Despite the growing body of evidence supporting the use of medical cannabis, there is still a significant amount of stigma surrounding the drug. This is partly due to its association with recreational drug use, but also because there is still relatively little known about the long-term effects of medical cannabis use. 

But with more and more research being conducted into the drug, it is becoming increasingly clear that medical cannabis can significantly impact many patients’ lives. It’s also important to note that medical cannabis differs greatly from recreational cannabis. Medical cannabis is used under the guidance of a trained medical professional and is carefully monitored to ensure that it is used safely and responsibly.
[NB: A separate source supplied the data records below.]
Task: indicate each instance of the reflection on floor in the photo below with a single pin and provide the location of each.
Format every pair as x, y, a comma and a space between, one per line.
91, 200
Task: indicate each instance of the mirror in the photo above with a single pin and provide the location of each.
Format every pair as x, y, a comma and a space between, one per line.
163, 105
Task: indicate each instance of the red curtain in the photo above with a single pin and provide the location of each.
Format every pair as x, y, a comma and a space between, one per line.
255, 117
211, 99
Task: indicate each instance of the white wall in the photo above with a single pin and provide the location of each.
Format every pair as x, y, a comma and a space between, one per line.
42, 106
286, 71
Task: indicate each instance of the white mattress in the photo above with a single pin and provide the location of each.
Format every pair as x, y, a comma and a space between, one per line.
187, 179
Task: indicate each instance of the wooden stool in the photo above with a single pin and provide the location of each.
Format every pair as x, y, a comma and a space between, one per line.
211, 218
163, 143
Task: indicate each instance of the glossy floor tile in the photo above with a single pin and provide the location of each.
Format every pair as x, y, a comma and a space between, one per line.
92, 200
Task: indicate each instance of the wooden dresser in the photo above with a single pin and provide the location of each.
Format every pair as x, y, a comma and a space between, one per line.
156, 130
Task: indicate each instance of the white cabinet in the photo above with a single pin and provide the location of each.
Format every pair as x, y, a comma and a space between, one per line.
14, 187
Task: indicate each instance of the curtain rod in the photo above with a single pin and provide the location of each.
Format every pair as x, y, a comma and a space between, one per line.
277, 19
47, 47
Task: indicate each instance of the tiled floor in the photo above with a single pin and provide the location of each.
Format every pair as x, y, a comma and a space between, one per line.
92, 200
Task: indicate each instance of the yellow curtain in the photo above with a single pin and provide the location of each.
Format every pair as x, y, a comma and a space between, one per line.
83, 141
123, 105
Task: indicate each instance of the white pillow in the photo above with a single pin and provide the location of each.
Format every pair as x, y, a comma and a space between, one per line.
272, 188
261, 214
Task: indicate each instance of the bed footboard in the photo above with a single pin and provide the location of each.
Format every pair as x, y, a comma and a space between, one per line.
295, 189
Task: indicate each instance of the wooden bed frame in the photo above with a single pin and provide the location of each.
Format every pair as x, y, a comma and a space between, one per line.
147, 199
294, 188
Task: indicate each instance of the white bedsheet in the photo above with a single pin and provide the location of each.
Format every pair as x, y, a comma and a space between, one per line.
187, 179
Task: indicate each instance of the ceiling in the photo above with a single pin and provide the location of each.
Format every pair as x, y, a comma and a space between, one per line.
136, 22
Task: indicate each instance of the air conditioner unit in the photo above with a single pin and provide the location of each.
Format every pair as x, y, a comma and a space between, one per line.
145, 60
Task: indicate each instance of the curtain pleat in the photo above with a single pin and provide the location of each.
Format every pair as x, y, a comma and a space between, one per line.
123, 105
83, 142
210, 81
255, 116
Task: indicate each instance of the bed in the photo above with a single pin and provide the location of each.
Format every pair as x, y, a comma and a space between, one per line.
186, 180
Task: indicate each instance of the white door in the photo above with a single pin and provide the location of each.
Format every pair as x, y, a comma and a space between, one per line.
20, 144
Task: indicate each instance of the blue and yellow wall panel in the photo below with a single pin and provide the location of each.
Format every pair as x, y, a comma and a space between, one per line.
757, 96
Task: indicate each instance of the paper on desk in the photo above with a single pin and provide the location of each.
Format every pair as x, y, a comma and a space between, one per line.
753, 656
Another concern is the potential for side effects. While medical cannabis is generally well-tolerated, some patients may experience side effects such as dizziness, nausea, and fatigue. These side effects are usually mild and can be managed with adjustments to the dose or mode of administration. It’s also worth noting that medical cannabis can interact with certain medications, so it’s important to discuss any existing medications with a medical cannabis specialist before starting treatment.

Despite these concerns, the benefits of medical cannabis for certain patients cannot be ignored. A recent survey found that 76% of UK healthcare professionals believe medical cannabis should be more widely available to patients who could benefit from it. The survey also found that the main barrier to the wider adoption of medical cannabis was healthcare professionals’ lack of knowledge and understanding.

In conclusion, the history of medical cannabis in the UK is long and complex. Still, recent changes in legislation have made it easier for patients to access this potentially life-changing treatment. As medical cannabis specialists, we have seen first-hand the benefits that medical cannabis can provide to patients suffering from various conditions. We believe it is important to continue to research and explore the potential benefits of medical cannabis, while also taking steps to ensure that patients have access to safe and effective treatments. By working together, we can help to unlock the full potential of medical cannabis and improve the health and well-being of people around the world.